为了确定MDSCs在细胞和分子水平上与正常髓样对应物之间的差异,研究者使用单细胞RNA测序(scRNAseq)比较了荷瘤小鼠中脾脏来源的骨髓细胞与野生型小鼠中各自对应细胞群体的分子差异。研究者使用可扩展的液滴介导的scRNAseq平台(10×Genomics Chromium)分析来自荷瘤PyMT小鼠和对照组WT小鼠脾脏中经FACS纯化的(SYTOX-阴性)CD11b+Gr1+骨髓活细胞(图1A)。研究者分别分析了来自荷瘤PyMT小鼠(9155个细胞)和WT小鼠(5491个细胞)的两个样品,共计14,646个细胞,且每个细胞测序的平均深度约为50,000个读数。使用Cell Ranger pipeline(10×Genomics)将两个库汇总并排列在一起,从而补偿库复杂性的微小差异。经过质量控制过滤从而去除包含较低检测率的基因(<500个基因)和较高含量的线粒体基因(>8%)的细胞后,研究者使用Seurat对组合的PyMT和WT数据集进行了聚类分析和细胞类型鉴定分析。

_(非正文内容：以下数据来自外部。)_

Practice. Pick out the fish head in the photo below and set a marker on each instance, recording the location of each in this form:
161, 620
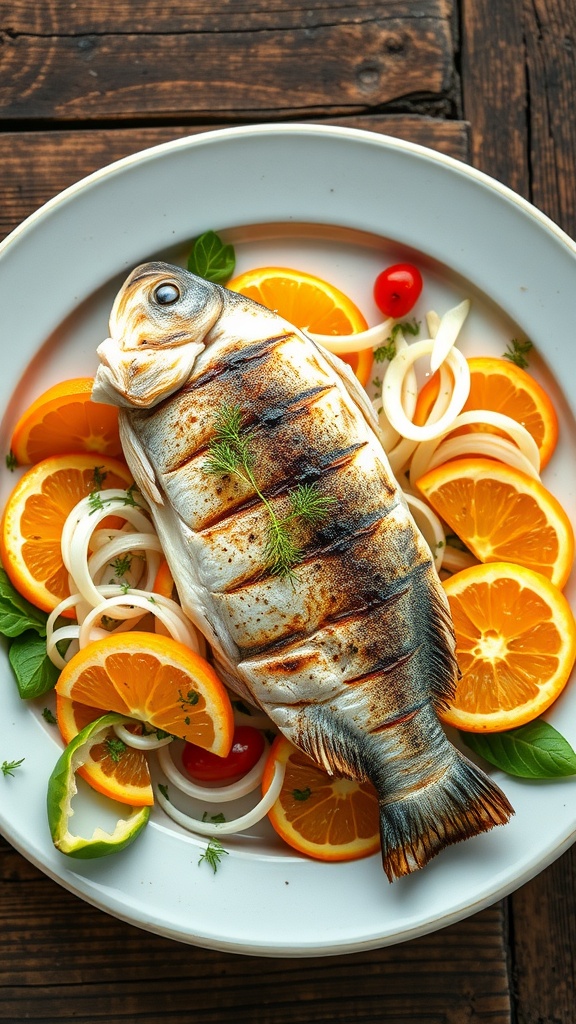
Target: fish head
158, 326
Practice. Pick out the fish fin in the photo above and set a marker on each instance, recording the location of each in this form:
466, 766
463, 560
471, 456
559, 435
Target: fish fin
138, 462
460, 804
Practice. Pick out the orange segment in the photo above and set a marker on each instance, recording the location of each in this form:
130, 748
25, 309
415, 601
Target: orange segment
516, 643
502, 387
34, 516
310, 303
324, 816
65, 419
502, 515
155, 679
118, 771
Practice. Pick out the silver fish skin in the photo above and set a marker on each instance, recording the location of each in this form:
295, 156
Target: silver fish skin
352, 655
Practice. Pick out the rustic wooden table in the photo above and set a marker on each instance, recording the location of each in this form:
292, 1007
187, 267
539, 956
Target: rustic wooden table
486, 81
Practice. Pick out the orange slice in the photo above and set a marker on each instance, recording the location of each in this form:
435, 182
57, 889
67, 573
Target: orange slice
112, 768
310, 303
157, 680
34, 516
324, 816
502, 387
502, 515
516, 644
65, 419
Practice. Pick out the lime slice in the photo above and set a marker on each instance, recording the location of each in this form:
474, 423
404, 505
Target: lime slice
62, 790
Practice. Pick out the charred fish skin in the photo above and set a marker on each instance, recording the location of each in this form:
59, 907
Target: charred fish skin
353, 653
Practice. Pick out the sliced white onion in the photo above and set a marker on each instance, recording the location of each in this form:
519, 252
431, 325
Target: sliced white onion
529, 461
447, 333
140, 741
484, 445
237, 824
341, 343
429, 526
131, 604
392, 389
214, 795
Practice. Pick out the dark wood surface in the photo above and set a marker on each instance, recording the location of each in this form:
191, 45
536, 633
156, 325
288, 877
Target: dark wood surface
492, 82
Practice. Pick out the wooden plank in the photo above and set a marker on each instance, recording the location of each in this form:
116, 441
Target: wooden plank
73, 67
493, 79
549, 31
38, 165
63, 960
544, 930
91, 16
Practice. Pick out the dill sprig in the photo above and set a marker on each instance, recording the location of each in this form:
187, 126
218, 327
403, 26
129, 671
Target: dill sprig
230, 453
213, 854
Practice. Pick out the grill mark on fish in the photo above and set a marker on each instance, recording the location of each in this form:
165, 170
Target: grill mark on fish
343, 620
324, 544
237, 359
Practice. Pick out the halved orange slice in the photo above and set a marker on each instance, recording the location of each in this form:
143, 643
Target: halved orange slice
502, 514
35, 514
516, 644
324, 816
65, 419
154, 679
311, 304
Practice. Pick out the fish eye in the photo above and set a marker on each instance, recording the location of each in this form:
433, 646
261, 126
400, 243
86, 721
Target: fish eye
166, 294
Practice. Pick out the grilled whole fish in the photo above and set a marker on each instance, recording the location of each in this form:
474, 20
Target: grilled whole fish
352, 653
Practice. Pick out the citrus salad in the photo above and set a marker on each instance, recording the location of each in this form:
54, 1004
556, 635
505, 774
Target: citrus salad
93, 612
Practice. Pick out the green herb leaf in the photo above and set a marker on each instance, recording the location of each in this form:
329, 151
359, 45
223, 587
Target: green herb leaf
16, 614
533, 751
8, 767
211, 259
32, 667
230, 453
213, 854
517, 351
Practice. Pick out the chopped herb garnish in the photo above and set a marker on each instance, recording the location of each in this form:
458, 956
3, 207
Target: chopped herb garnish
230, 453
213, 854
9, 767
387, 351
517, 351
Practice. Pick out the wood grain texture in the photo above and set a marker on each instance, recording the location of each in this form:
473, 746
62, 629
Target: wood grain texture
63, 960
38, 165
69, 61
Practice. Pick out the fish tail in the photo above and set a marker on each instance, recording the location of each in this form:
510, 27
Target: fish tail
462, 803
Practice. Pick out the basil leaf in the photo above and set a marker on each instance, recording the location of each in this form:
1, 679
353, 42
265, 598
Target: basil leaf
17, 614
211, 259
532, 751
32, 667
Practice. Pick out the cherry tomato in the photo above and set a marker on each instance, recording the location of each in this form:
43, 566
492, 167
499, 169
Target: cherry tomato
397, 289
247, 747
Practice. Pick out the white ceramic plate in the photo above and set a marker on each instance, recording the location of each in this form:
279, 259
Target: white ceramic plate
341, 203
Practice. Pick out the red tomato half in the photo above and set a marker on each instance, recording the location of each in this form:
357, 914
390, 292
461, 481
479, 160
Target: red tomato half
246, 750
397, 289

通过典型相关分析(CCA)方法,研究者基于骨髓亚群标志基因的表达情况鉴定了主要的细胞类型(图1B),并确定了它们的标志性基因。中性粒细胞形成了最大的细胞群,涵盖了许多不同的簇(C0,C2,C4,C5,C7和C8),这些簇的特征是高水平的Ly6g和Cxcr2表达(图1,B和C)。单核细胞的数量较少,且多样性较低,只形成了一个以Csf1r和Ccr2的表达为标志的簇(C1)(图1,B和C)。研究者还检测了两种次要细胞类型:表达Cd3、Cd4和Cd8的T细胞(C9)和表达Cd19、Cd22和Cd79a的B细胞(C6,C3)(图1,B和C)。

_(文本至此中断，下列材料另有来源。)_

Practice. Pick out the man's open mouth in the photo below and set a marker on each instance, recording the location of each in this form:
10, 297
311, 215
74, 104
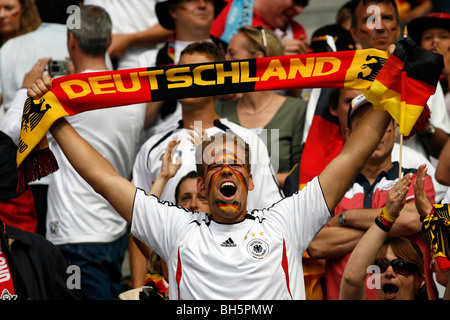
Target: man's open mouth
228, 189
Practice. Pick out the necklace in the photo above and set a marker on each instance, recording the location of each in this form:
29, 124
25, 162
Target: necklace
259, 110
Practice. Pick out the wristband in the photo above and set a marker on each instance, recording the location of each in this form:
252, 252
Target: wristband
384, 220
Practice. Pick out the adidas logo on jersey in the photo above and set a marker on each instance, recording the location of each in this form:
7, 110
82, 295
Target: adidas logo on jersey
228, 243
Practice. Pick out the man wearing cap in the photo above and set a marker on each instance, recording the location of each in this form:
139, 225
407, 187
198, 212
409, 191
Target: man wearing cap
362, 202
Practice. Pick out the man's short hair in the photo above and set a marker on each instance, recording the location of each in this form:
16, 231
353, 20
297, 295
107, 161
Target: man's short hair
207, 48
203, 159
94, 34
354, 5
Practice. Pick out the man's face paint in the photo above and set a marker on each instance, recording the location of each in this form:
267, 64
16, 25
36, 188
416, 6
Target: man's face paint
226, 161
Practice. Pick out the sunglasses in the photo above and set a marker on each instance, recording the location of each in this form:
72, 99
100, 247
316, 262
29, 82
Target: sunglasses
399, 266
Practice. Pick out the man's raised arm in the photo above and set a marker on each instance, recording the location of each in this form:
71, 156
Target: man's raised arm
90, 165
340, 173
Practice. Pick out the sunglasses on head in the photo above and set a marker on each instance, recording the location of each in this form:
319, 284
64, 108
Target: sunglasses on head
399, 266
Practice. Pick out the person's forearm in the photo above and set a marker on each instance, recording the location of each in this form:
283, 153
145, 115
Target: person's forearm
353, 279
95, 169
332, 242
340, 173
408, 222
89, 164
433, 142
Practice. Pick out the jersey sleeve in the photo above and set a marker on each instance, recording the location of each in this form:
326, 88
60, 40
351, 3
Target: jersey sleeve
141, 170
302, 215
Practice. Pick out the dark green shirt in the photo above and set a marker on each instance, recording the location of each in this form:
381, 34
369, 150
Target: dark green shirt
289, 120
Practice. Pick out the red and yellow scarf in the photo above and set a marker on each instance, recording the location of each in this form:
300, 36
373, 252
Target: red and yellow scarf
78, 93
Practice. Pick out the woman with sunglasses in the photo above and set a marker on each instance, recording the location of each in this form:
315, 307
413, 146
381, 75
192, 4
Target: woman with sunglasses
427, 211
266, 111
395, 264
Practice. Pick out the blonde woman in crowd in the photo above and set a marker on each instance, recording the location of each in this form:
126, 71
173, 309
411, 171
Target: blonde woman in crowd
278, 119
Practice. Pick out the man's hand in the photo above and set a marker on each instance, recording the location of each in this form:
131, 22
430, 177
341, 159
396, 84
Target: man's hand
396, 199
421, 201
40, 87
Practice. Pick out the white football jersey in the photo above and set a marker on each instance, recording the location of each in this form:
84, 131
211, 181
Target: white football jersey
257, 258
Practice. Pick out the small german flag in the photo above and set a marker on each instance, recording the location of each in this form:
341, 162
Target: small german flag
405, 83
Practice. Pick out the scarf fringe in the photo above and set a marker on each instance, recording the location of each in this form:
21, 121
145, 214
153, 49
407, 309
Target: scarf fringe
37, 165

对中性粒细胞异质性的进一步调查显示,C0簇的特征是与成熟中性粒细胞状态相关的基因(比如Camp)水平较高,以及Ly6g的高水平表达;C2簇在荷瘤PyMT小鼠中高度富集,并显示出高水平的MDSC-相关基因,比如Arg2 和Il1β,其在先前用于癌症模型中定义MDSC的两个主要免疫抑制因子(图1D);C4和C5簇显示出重叠的标志基因的表达,包括Cebpe和Retnig等基因;C7和C8簇表现出细胞周期基因的高表达,例如Tuba1b和Cdc20,这表明脾脏中存在中性粒细胞的增殖谱系。
接下来,研究者将重点放在单核细胞-限制性的C1簇,该簇在组合分析中显示出MDSC基因Arg2 和Il1β的弥散表达(图1D),这表明M-MDSCs确实存在,但与单核细胞相比并没有明显的簇群,因为组合分析中不同细胞类型之间应该具有更多实质性的区别。因此,在去除污染细胞(比如中性粒细胞和B细胞)后,研究者针对单核细胞进行了聚类分析从而鉴定出三种不同的状态(簇M0到M2),包括M2簇中的M-MDSC谱系,其在荷瘤PyMT小鼠中高度富集(图1E)。这些分析为接下来的G-MDSC和M-MDSC的详细分子定义奠定了基础。研究者的数据集代表了一个有价值的MDSCs的单细胞水平转录组分析,揭示了G-MDSC和M-MDSC能够形成独特的簇,且它们不同于其正常髓样对应物。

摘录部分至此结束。